YOUR SOLIN GENERATED RECIPE
Creamy Tuscan Garlic Chicken
Pan-seared chicken breast simmered in a velvety garlic and sun-dried tomato sauce with wilted spinach for a rich and savory finish.
INGREDIENTS
5 oz chicken breast
1 tbsp olive oil
2 cloves garlic
2 tbsp sun-dried tomatoes
1 cup fresh spinach
2 tbsp full-fat coconut milk
0.25 cup chicken broth
0.25 tsp sea salt
0.25 tsp black pepper
0.5 tsp dried oregano
PREPARATION
Season the chicken breast evenly on both sides with sea salt, black pepper, and dried oregano.
Heat the olive oil in a large skillet over medium-high heat until shimmering.
Place the chicken in the skillet and sear for 5-7 minutes per side, or until golden brown and cooked through to an internal temperature of 165°F.

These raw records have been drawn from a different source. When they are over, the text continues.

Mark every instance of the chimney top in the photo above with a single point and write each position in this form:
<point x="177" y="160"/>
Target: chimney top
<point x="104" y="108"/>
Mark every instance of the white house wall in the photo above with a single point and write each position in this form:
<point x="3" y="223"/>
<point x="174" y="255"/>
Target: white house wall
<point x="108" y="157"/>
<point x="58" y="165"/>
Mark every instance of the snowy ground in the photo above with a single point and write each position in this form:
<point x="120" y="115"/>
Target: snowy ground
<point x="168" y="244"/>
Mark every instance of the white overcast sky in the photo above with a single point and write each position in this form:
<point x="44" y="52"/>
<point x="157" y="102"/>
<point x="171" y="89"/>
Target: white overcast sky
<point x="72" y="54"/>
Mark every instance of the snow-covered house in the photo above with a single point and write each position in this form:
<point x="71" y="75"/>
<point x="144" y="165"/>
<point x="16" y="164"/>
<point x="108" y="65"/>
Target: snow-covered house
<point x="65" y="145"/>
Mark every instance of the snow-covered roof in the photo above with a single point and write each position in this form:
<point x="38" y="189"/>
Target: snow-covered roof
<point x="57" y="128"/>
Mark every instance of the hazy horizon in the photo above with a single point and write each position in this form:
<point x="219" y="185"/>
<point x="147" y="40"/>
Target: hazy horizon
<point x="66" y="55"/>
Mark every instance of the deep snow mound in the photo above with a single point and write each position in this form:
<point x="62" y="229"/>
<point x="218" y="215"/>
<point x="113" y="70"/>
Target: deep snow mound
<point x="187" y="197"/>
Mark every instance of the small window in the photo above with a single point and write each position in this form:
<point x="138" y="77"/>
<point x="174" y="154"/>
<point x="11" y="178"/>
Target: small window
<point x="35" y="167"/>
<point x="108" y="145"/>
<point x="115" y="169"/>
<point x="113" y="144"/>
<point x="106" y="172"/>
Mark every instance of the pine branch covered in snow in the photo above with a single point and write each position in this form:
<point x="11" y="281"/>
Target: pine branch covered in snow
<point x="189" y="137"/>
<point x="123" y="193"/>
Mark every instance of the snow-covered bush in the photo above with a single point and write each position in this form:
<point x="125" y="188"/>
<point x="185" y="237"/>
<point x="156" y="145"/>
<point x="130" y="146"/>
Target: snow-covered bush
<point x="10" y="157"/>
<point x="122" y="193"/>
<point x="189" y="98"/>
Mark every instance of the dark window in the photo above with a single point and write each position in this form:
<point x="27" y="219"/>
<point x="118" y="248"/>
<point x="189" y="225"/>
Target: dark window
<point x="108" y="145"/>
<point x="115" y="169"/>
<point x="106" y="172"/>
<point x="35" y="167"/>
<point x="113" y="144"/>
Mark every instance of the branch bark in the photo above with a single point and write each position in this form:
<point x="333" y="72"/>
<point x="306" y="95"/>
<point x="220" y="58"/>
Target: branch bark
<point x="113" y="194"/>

Remove the chicken from the pan and set it aside on a plate to rest.
In the same skillet, reduce heat to medium and add the minced garlic and chopped sun-dried tomatoes, sautéing for 1 minute until fragrant.
Pour in the chicken broth and coconut milk, using a wooden spoon to scrape up any flavorful browned bits from the bottom of the pan.
Add the fresh spinach to the sauce and stir for 1-2 minutes until the leaves are just wilted.
Return the chicken to the pan, spooning the creamy sauce over the top, and simmer for 1 minute before serving.